Sutcliffe approved

 

Dans l’expérience post-chirurgicale, il y a quelque chose de très étonnant, c’est que votre corps a tendance à s’enfuir, s’échapper partout à la fois. Il fuit par tous les bouts. Ce n’est pas du tout inquiétant. C’est même ce qu’on appelle une bonne convalescence. Vous sentez que votre corps, vous ne le tenez plus du tout, qu’il s’échappe partout. C’est une drôle d’expérience, ça. Quand je parle de ce regard comme de gens qui ont vu quelque chose, c’est dommage qu’ils l’oublient tellement. En effet, sinon les gens seraient merveilleux, ils n’oublieraient pas une opération, ils en sortiraient bons. On a l’impression, après une opération, qu’ils ont compris quelque chose. Pourtant, ce n’est pas eux. Mais leur chair a compris quelque chose. Le corps est intelligent, quand même… Leur corps a compris quelque chose qu’ils vont oublier ensuite, tellement vite. Dommage.

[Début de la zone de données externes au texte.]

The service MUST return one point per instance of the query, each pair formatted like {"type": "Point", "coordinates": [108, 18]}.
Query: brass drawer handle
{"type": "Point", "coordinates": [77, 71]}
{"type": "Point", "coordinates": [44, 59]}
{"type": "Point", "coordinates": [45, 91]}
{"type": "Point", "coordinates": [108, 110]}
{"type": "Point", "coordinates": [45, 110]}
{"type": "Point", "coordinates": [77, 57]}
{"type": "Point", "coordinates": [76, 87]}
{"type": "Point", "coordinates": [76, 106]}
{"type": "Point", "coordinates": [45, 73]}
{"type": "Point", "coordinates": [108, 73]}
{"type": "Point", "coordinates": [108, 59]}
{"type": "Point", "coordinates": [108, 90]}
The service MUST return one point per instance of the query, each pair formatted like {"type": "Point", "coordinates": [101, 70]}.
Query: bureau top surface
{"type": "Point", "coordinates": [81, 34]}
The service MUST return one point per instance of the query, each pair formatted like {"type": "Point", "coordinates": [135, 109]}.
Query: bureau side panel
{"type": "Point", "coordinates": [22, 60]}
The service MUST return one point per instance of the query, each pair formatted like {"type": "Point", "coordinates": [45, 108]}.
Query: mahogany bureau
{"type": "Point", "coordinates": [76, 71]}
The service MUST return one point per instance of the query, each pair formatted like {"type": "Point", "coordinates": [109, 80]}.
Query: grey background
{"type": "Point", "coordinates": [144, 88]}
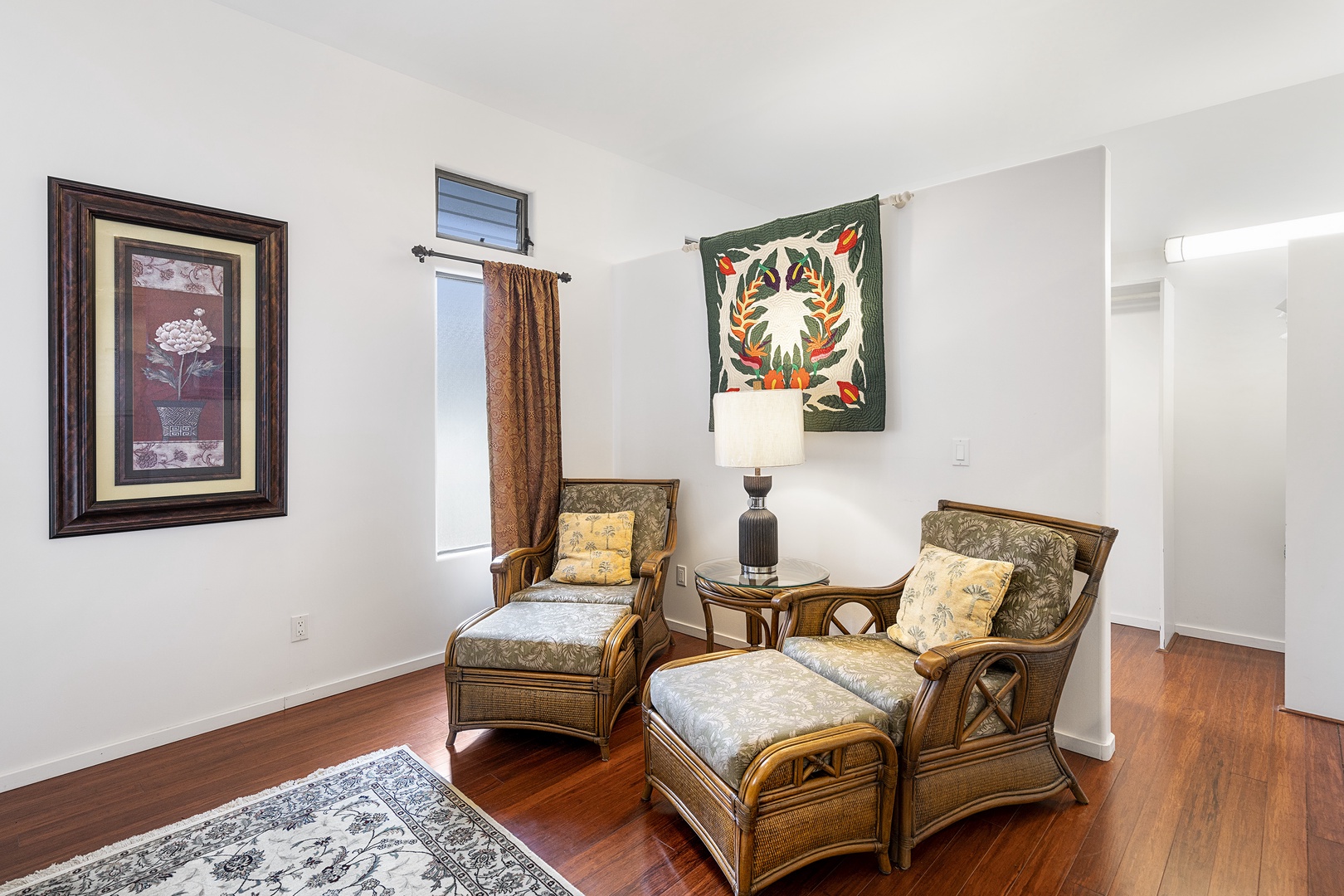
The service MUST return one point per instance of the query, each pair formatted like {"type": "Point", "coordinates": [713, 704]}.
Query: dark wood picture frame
{"type": "Point", "coordinates": [74, 210]}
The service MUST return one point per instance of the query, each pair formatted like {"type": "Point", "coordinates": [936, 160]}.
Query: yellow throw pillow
{"type": "Point", "coordinates": [949, 597]}
{"type": "Point", "coordinates": [594, 548]}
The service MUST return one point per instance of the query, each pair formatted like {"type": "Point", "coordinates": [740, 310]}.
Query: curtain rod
{"type": "Point", "coordinates": [898, 201]}
{"type": "Point", "coordinates": [422, 253]}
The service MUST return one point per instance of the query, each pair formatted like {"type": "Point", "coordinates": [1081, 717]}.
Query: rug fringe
{"type": "Point", "coordinates": [130, 843]}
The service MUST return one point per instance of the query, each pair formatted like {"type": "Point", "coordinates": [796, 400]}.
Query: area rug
{"type": "Point", "coordinates": [381, 825]}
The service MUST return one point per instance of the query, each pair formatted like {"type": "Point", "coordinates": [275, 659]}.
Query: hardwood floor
{"type": "Point", "coordinates": [1210, 791]}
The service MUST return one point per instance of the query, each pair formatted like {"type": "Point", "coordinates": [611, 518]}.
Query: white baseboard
{"type": "Point", "coordinates": [12, 779]}
{"type": "Point", "coordinates": [1136, 622]}
{"type": "Point", "coordinates": [1230, 637]}
{"type": "Point", "coordinates": [1103, 751]}
{"type": "Point", "coordinates": [698, 631]}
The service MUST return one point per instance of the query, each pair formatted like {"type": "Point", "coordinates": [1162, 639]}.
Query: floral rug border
{"type": "Point", "coordinates": [129, 844]}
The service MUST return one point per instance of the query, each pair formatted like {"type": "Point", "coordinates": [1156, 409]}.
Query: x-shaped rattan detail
{"type": "Point", "coordinates": [992, 704]}
{"type": "Point", "coordinates": [817, 765]}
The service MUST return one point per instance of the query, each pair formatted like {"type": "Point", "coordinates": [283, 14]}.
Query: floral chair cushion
{"type": "Point", "coordinates": [541, 637]}
{"type": "Point", "coordinates": [594, 548]}
{"type": "Point", "coordinates": [648, 501]}
{"type": "Point", "coordinates": [1043, 566]}
{"type": "Point", "coordinates": [884, 674]}
{"type": "Point", "coordinates": [730, 709]}
{"type": "Point", "coordinates": [947, 597]}
{"type": "Point", "coordinates": [548, 592]}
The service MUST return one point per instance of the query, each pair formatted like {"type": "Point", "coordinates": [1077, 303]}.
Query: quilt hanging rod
{"type": "Point", "coordinates": [895, 199]}
{"type": "Point", "coordinates": [424, 251]}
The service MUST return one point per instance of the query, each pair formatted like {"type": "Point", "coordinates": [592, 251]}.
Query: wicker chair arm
{"type": "Point", "coordinates": [520, 567]}
{"type": "Point", "coordinates": [806, 611]}
{"type": "Point", "coordinates": [953, 676]}
{"type": "Point", "coordinates": [655, 563]}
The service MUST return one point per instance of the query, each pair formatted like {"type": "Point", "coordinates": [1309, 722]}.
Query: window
{"type": "Point", "coordinates": [474, 212]}
{"type": "Point", "coordinates": [461, 455]}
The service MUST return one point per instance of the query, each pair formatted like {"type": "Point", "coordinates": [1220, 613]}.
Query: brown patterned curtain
{"type": "Point", "coordinates": [523, 402]}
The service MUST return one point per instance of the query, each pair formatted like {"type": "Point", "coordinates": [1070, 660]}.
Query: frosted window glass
{"type": "Point", "coordinates": [461, 465]}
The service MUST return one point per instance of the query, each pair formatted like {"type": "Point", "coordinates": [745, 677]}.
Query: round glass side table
{"type": "Point", "coordinates": [721, 583]}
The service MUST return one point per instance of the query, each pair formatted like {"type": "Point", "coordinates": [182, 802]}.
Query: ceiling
{"type": "Point", "coordinates": [789, 105]}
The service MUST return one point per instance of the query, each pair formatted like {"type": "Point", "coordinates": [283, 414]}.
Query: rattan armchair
{"type": "Point", "coordinates": [949, 766]}
{"type": "Point", "coordinates": [522, 574]}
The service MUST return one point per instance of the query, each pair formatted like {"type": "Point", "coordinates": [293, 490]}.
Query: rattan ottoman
{"type": "Point", "coordinates": [772, 765]}
{"type": "Point", "coordinates": [550, 666]}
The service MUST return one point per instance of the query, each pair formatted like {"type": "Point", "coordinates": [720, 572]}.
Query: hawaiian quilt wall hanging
{"type": "Point", "coordinates": [797, 304]}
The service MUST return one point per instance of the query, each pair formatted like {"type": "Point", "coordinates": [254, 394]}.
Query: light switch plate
{"type": "Point", "coordinates": [962, 451]}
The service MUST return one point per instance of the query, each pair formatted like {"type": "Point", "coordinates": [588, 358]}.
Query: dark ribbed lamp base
{"type": "Point", "coordinates": [758, 531]}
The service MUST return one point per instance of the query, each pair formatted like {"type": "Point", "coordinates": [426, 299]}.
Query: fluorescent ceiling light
{"type": "Point", "coordinates": [1248, 240]}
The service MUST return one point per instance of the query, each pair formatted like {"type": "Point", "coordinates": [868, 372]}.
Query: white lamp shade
{"type": "Point", "coordinates": [758, 427]}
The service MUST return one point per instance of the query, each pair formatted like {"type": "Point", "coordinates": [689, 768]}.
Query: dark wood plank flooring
{"type": "Point", "coordinates": [1210, 791]}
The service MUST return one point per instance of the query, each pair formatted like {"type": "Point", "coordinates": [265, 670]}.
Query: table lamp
{"type": "Point", "coordinates": [757, 429]}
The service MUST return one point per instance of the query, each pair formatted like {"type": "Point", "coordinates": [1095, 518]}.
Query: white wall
{"type": "Point", "coordinates": [1135, 572]}
{"type": "Point", "coordinates": [1315, 476]}
{"type": "Point", "coordinates": [996, 312]}
{"type": "Point", "coordinates": [1257, 160]}
{"type": "Point", "coordinates": [101, 652]}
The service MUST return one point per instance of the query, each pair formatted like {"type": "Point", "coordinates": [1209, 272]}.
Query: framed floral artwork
{"type": "Point", "coordinates": [167, 363]}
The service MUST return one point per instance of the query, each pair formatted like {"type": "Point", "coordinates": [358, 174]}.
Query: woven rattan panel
{"type": "Point", "coordinates": [695, 796]}
{"type": "Point", "coordinates": [494, 703]}
{"type": "Point", "coordinates": [1043, 668]}
{"type": "Point", "coordinates": [785, 835]}
{"type": "Point", "coordinates": [944, 791]}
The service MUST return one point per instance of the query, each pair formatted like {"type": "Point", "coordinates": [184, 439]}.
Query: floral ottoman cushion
{"type": "Point", "coordinates": [541, 637]}
{"type": "Point", "coordinates": [730, 709]}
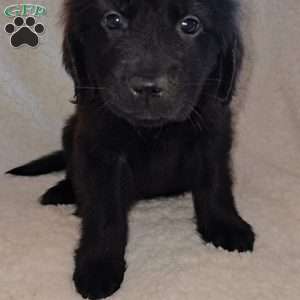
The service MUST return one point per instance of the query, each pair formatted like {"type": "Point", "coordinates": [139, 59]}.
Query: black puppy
{"type": "Point", "coordinates": [153, 82]}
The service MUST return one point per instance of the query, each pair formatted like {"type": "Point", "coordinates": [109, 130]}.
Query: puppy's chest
{"type": "Point", "coordinates": [159, 169]}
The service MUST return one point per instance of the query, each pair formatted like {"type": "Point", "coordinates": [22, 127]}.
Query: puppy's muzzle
{"type": "Point", "coordinates": [148, 88]}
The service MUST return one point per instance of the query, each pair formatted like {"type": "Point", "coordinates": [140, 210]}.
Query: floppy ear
{"type": "Point", "coordinates": [227, 70]}
{"type": "Point", "coordinates": [75, 65]}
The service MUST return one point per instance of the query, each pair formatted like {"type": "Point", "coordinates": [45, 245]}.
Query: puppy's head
{"type": "Point", "coordinates": [152, 61]}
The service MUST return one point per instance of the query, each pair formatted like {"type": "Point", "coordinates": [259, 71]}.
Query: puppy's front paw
{"type": "Point", "coordinates": [233, 234]}
{"type": "Point", "coordinates": [98, 280]}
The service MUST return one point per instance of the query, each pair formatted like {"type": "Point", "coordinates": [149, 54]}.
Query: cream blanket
{"type": "Point", "coordinates": [166, 258]}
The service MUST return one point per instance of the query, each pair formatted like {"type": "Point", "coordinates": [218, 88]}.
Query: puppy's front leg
{"type": "Point", "coordinates": [102, 186]}
{"type": "Point", "coordinates": [217, 218]}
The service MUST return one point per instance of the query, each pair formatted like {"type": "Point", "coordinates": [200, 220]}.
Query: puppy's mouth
{"type": "Point", "coordinates": [142, 119]}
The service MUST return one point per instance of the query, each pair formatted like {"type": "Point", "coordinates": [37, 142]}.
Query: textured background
{"type": "Point", "coordinates": [166, 258]}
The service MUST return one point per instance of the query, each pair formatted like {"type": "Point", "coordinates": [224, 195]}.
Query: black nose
{"type": "Point", "coordinates": [144, 87]}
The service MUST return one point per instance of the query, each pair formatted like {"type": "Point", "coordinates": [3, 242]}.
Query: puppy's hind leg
{"type": "Point", "coordinates": [61, 193]}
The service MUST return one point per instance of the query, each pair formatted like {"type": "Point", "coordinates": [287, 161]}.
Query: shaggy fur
{"type": "Point", "coordinates": [152, 119]}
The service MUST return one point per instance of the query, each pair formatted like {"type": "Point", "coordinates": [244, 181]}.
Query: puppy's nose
{"type": "Point", "coordinates": [145, 87]}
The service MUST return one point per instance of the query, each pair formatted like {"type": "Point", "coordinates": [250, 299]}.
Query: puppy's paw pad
{"type": "Point", "coordinates": [237, 235]}
{"type": "Point", "coordinates": [98, 281]}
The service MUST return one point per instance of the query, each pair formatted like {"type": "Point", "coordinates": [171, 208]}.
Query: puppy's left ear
{"type": "Point", "coordinates": [228, 69]}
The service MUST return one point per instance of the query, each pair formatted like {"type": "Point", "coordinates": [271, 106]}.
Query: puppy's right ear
{"type": "Point", "coordinates": [73, 60]}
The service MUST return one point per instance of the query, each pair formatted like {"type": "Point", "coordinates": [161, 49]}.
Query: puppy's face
{"type": "Point", "coordinates": [149, 60]}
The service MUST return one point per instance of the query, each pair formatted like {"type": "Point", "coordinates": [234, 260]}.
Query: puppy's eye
{"type": "Point", "coordinates": [114, 21]}
{"type": "Point", "coordinates": [191, 25]}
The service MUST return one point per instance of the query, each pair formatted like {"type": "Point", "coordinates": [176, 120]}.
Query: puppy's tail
{"type": "Point", "coordinates": [52, 162]}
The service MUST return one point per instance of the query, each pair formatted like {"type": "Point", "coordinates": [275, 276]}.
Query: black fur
{"type": "Point", "coordinates": [152, 119]}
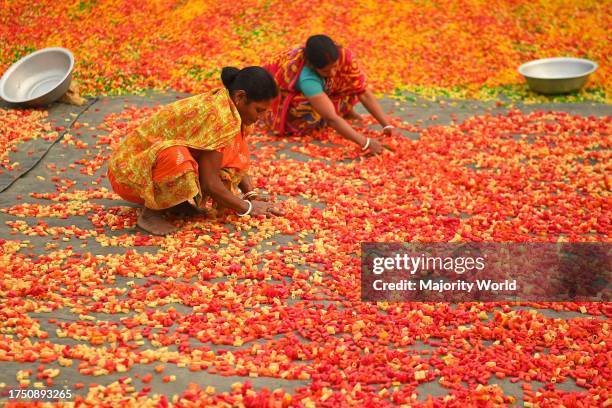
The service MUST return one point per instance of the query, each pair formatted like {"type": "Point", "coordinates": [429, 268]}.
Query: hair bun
{"type": "Point", "coordinates": [228, 74]}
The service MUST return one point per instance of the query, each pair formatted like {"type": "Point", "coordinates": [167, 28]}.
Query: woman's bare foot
{"type": "Point", "coordinates": [154, 222]}
{"type": "Point", "coordinates": [353, 116]}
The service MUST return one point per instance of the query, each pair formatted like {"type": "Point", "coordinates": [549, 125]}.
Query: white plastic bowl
{"type": "Point", "coordinates": [39, 78]}
{"type": "Point", "coordinates": [557, 75]}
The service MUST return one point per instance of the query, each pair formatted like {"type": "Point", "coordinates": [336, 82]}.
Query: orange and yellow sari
{"type": "Point", "coordinates": [291, 112]}
{"type": "Point", "coordinates": [156, 165]}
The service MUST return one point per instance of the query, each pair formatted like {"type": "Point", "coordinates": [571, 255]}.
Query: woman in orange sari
{"type": "Point", "coordinates": [194, 149]}
{"type": "Point", "coordinates": [319, 85]}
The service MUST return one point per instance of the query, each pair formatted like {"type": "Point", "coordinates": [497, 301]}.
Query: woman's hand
{"type": "Point", "coordinates": [390, 130]}
{"type": "Point", "coordinates": [264, 208]}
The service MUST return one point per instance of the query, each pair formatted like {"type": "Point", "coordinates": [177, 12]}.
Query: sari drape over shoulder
{"type": "Point", "coordinates": [141, 164]}
{"type": "Point", "coordinates": [291, 112]}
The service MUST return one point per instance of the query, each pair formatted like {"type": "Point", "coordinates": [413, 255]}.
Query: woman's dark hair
{"type": "Point", "coordinates": [321, 51]}
{"type": "Point", "coordinates": [258, 84]}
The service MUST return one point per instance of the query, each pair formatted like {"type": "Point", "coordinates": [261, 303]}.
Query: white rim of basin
{"type": "Point", "coordinates": [26, 58]}
{"type": "Point", "coordinates": [593, 66]}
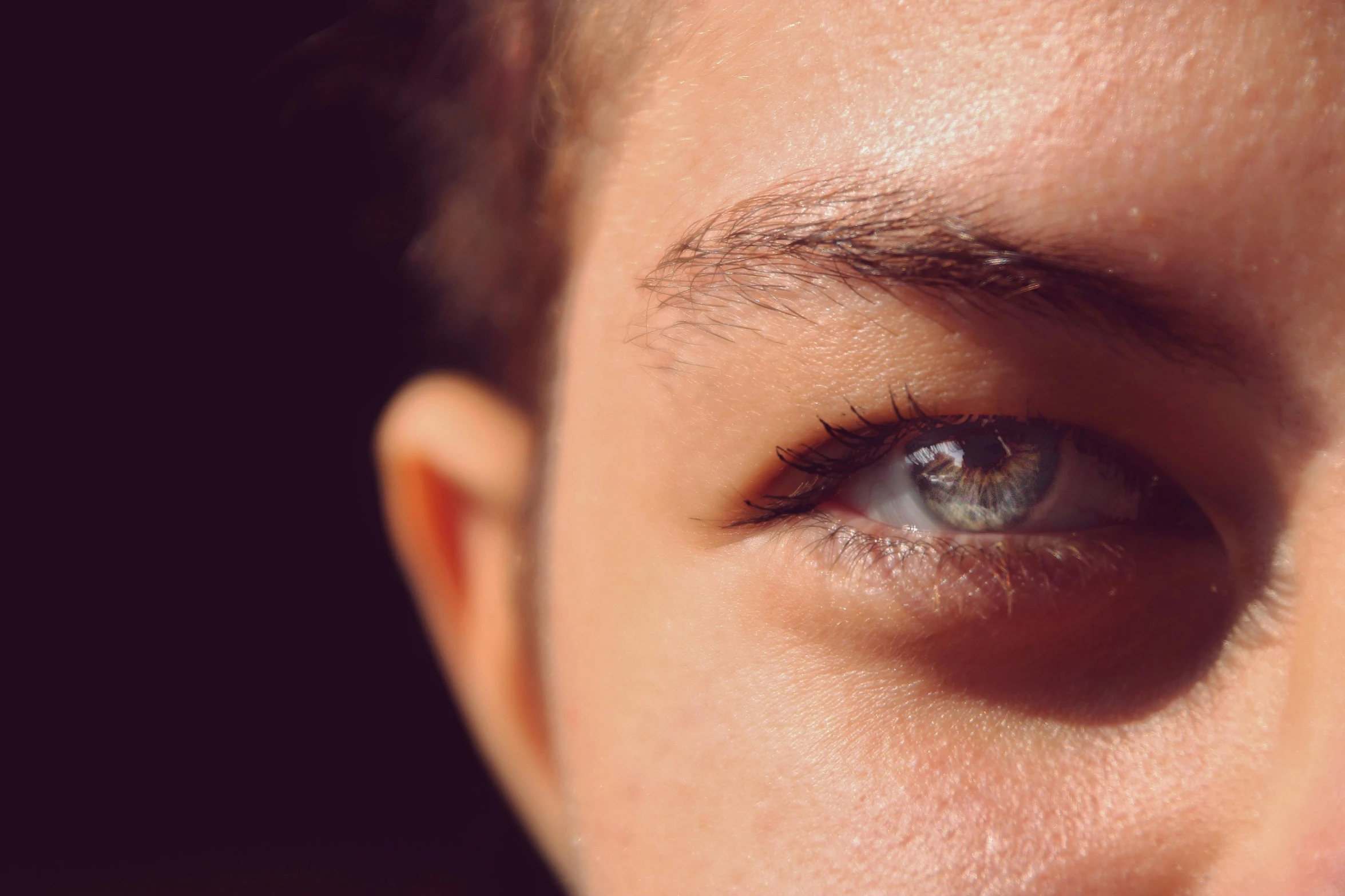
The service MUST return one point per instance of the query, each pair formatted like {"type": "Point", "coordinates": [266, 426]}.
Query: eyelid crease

Une espèce de bonté, de générosité émane d’eux, car cette mort qu’ils ont vue, et qui devient visible dans leurs yeux, c’est très curieux dans la mesure où elle devient visible, elle cesse d’être l’ennemie, elle est, d’une certaine manière, l’amie, c’est-à-dire : elle devient en même temps autre chose que de la mort.